Je vous ai trouvé très indulgent avec ce film. Bien sûr il y a DE Niro qui est excellent, mais c’est cousu de fil blanc et la scène finale est ridicule, digne de Luc Besson. De même les grimages pour vieillir les héros sont très mauvais.
A l’origine c’est Kirk Douglas qui devait jouer le rôle de Noodle. Et puis l’affaire a trainé une bonne dizaine d’années avant qu’on en arrive à cette mouture. A sa sortie le film a été boudé par le public et par la critique.

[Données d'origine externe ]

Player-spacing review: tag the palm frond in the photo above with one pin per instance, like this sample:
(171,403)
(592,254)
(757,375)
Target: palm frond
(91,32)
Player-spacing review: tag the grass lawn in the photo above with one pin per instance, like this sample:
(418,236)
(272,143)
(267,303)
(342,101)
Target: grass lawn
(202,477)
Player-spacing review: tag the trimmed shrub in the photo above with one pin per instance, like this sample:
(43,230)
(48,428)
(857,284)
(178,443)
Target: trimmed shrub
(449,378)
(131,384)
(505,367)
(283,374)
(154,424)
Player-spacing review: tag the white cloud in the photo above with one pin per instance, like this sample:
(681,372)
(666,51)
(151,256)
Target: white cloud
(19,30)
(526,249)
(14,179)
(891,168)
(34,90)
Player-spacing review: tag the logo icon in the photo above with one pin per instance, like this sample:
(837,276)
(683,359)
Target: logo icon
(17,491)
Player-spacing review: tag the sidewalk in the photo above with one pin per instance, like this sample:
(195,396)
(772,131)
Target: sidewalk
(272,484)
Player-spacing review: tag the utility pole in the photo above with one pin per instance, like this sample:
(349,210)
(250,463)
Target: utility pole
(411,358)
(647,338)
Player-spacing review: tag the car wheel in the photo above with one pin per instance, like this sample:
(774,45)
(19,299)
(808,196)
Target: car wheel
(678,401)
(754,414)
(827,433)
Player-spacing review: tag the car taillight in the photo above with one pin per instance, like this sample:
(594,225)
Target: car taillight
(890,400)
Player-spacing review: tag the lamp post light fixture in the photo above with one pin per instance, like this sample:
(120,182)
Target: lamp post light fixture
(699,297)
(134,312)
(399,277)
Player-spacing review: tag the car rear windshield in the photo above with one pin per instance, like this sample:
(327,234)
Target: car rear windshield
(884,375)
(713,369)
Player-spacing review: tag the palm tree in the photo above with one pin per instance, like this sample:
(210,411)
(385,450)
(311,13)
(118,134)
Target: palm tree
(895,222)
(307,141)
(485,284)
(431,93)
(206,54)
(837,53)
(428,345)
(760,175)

Je dois avouer que j’avais gardé un plutôt mauvais souvenir de ce film. Sergio Leone n’est pas exactement un réalisateur que j’affectionne (trop d’effets, pas assez de fond, trop commercial) et l’estime dont il jouit aujourd’hui me surprend… mais j’ai été étonné, cette fois, de trouver ce film plus intéressant. Certes, Sergio Leone abuse parfois de ses effets, qui apparaissent souvent plaqués et inutiles, mais globalement l’ensemble montre une belle vigueur. Ceci dit, je n’irais toutefois pas le mettre parmi les « grands films »… 😉
Un film sur l’amitié, la trahison, la nostalgie, le temps perdu, pour moi l’apothéose des films de Leone, le plus humain et profond, malgré un avis précédent. Son rythme que vous trouvez lent épouse parfaitement selon moi le rythme de la vie lorsqu’elle est réflexive, rétrospective, une vision d’homme blessé.
Le film ressort en salles le 22 Juin dans une distribution semble-t-il assez importante.

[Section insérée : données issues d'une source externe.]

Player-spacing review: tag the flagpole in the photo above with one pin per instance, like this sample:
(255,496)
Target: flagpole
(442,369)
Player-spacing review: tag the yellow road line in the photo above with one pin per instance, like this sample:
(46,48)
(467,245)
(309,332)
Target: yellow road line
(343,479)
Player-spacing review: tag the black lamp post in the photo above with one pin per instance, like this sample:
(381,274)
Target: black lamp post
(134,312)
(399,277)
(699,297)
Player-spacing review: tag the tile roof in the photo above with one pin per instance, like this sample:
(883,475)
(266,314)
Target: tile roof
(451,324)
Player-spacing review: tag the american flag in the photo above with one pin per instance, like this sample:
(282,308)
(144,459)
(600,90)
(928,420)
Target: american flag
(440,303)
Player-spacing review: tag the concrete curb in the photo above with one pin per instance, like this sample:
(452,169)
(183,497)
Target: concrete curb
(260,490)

Je suis un peu étonné par la sévérité des commentaires précédents (sans compter la bétise de la comparaison avec Luc Besson).
Il était une fois en Amérique est un très grand film, reconnu comme tel par la critique depuis de nombreuses années (après, certes, que sa réception ait été parasitée par le remontage américain catastrophique du film ; le film, aujourd’hui, n’est heureusement exploité en dvd que dans sa version européenne). Film proustien, sur le temps perdu qui ne peut se retrouver que par l’art et les rêves, film douloureux, montrant la vie d’un homme médiocre et déçu, incapable de se controler et de tirer le meilleur parti de sa vie, film tout de sensations (le son, la musique, l’érotisme, la violence , y sont primordiales) profondément mélancolique, c’est le film de la maturité por Leone (les très gros plans, les gueules et les silences forcés de la série des « dollars » ont été remisés au placard) et son chef-d’oeuvre. Extraordinaire musique de Morricone.

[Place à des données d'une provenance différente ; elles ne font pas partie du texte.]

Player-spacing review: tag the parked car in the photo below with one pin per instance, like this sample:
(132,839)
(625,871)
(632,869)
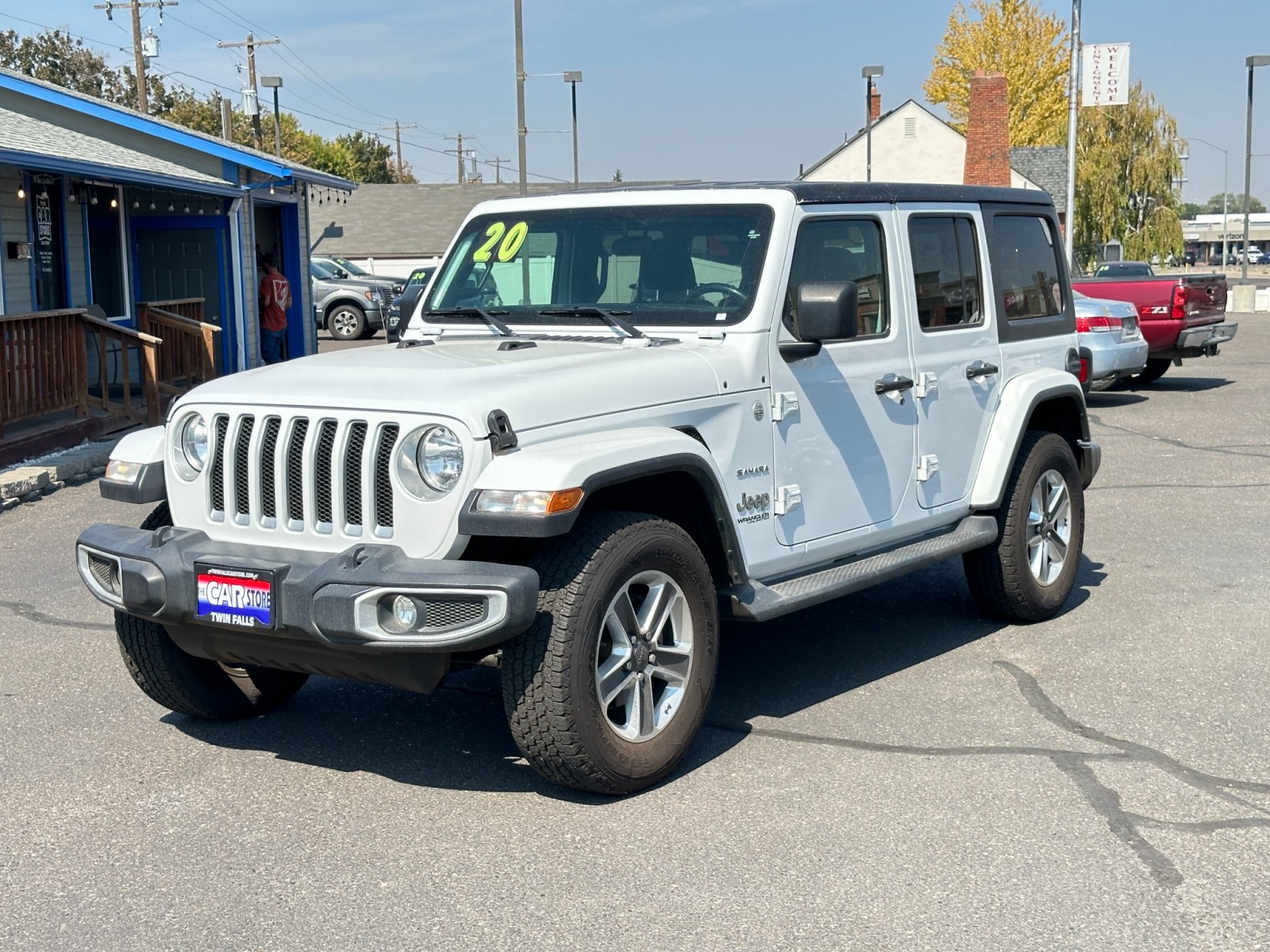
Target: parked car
(1109,332)
(723,412)
(1181,317)
(353,271)
(347,308)
(406,301)
(1124,270)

Qu’est-ce que vous racontez ? « Il était une fois en Amérique » c’est du cinq étoiles. Semprini a tout dit ou presque. J’ajouterai que James Woods et De Niro y sont remarquables.
http://www.youtube.com/watch?v=5Ew2k3lhk9Q
Le jour où vous trouvez un réalisateur français capable de réaliser et mettre en scène le dixième de cette séquence, vous m’appelez.
Ce film est un chef d’oeuvre, 6 étoiles.
Sans vouloir vous contredire car c’est effectivement une belle scène, peut-être un peu trop artificielle mais c’est son style, le premier plan est calqué (quand on est gentil, on dit que c’est un hommage) sur la célèbre photo d’André Kertesz du pont de Meudon.
Sergio Leone connait ses classiques… 🙂
C’est même encore mieux que ça :
en reprenant des livres sur André Kertész, je me suis aperçu que le photographe a fait une photo en 1947 qui est totalement identique à ce plan (reprise sur l’affiche ci-dessus).
La photo est titrée « L’horloge de la passerelle » et date de 1947.
http://linstantanee.blogspot.fr/2009/11/photo-du-jour_30.html
« Quand on est gentil, on dit que c’est un hommage »…
La presque totalité des grands réalisateurs ont repris dans leurs films, au détail près, certaines photos, certains tableaux célèbres. Il y a des dizaines d’exemples connus de cela, chez Ford, Hitchcock, Visconti (rien que dans Mort à Venise, on trouve des dizaines de plans tirés des peintres impressionnistes), Eisenstein, Malick, Godard, Scorsese, etc… Et c’est parfaitement normal. C’est comme cela qu’on fait du cinéma, depuis son invention.
Imaginer que cela pose un problème quand il s’agit de Leone relève soit de la mauvaise foi, soit d’une méconnaissance de la matière dont les grands cinéastes tirent leur film.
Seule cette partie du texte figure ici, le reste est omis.